Posted November 10th, 2010 in Uncategorized by Jeff Bentoff

Get nervous about talking to a reporter, especially if it’s for radio or TV? Thinking: “Will I sound stupid?” “What if I say a lot of ‘um’s” and ‘uh’s’?” “What if I stumble through my answers?”

Never fear. Thankfully, you likely will be rescued by the magic of editing.

I was reminded of this phenomenon by this great NPR piece about radio editing that re-aired on “On The Media.” The story referred to such editing as “radio magic.”

Reporters – print, TV and radio – will often, and usually unconsciously, help clean up your actual remarks. Why? Not necessarily because they want to help you. Mainly, because crisp, articulate interviews make for more compelling reading, listening or watching – and shorten the length of pieces.

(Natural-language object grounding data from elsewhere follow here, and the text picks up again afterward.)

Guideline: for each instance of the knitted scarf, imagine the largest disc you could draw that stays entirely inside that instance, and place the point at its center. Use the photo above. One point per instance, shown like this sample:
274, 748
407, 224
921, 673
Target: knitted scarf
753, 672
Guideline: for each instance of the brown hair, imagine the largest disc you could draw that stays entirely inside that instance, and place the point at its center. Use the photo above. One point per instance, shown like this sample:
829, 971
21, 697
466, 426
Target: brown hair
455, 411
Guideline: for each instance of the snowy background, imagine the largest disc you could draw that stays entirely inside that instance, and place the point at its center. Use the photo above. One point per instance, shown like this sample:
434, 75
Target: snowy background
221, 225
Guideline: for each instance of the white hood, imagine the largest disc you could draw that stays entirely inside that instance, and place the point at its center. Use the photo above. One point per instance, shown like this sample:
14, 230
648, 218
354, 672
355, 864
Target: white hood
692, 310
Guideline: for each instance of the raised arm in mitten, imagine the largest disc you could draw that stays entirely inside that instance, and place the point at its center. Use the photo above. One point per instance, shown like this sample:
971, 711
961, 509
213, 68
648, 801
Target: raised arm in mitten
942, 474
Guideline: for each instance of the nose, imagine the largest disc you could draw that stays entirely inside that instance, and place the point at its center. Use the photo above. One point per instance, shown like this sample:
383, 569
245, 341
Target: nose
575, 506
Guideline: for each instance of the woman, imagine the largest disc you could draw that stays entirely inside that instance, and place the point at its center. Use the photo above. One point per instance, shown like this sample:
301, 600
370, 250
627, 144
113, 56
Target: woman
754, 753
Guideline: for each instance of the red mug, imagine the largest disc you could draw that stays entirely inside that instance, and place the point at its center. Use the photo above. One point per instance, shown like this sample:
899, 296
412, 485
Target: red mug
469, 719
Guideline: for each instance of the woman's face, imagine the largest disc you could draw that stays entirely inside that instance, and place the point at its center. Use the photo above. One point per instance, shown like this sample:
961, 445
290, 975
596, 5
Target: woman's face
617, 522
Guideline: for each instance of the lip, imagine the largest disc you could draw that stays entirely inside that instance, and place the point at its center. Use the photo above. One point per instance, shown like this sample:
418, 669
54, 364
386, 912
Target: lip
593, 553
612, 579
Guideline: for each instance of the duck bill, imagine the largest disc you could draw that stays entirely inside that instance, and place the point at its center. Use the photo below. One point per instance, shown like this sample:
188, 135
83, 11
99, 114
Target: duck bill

This won’t be the case if you’re the president of the United States (think of the wide coverage in all media of verbal gaffs by presidents, such as George W. Bush) or if you were  just charged with a crime. Assume under such circumstances, every poorly chosen word, every pause, every um, will be parsed and reported.

But for the average interviewee – a small business person or the director of a non-profit – other motivations are in play to make you sound halfway intelligent.

Of course, that doesn’t mean you should be careless when talking to reporters. As you hopefully learned growing up, you can’t assume that someone else will clean up your messes for you. But still, it might be of some comfort to know that the system conspires to avoid making you sound like a total idiot.

A print reporter will often either paraphrase a poorly worded answer or pull together the best parts to make a partial quote, a quote with ellipses or sometimes even a new quote.

On TV, assuming you’re not live, a reporter will let you give your answer again (unless it’s a “60 Minutes”-style interview) to avoid a jumbled sound bite that serves no one.

And on radio, it’s even easier to edit, as there’s no corresponding video to worry about. The On The Media piece is worth listening to online, especially if you’re an NPR listener. It might surprise you to hear how it’s done, and how often.

Just how do the reporters and interviewees always sound so good? Radio magic to the rescue.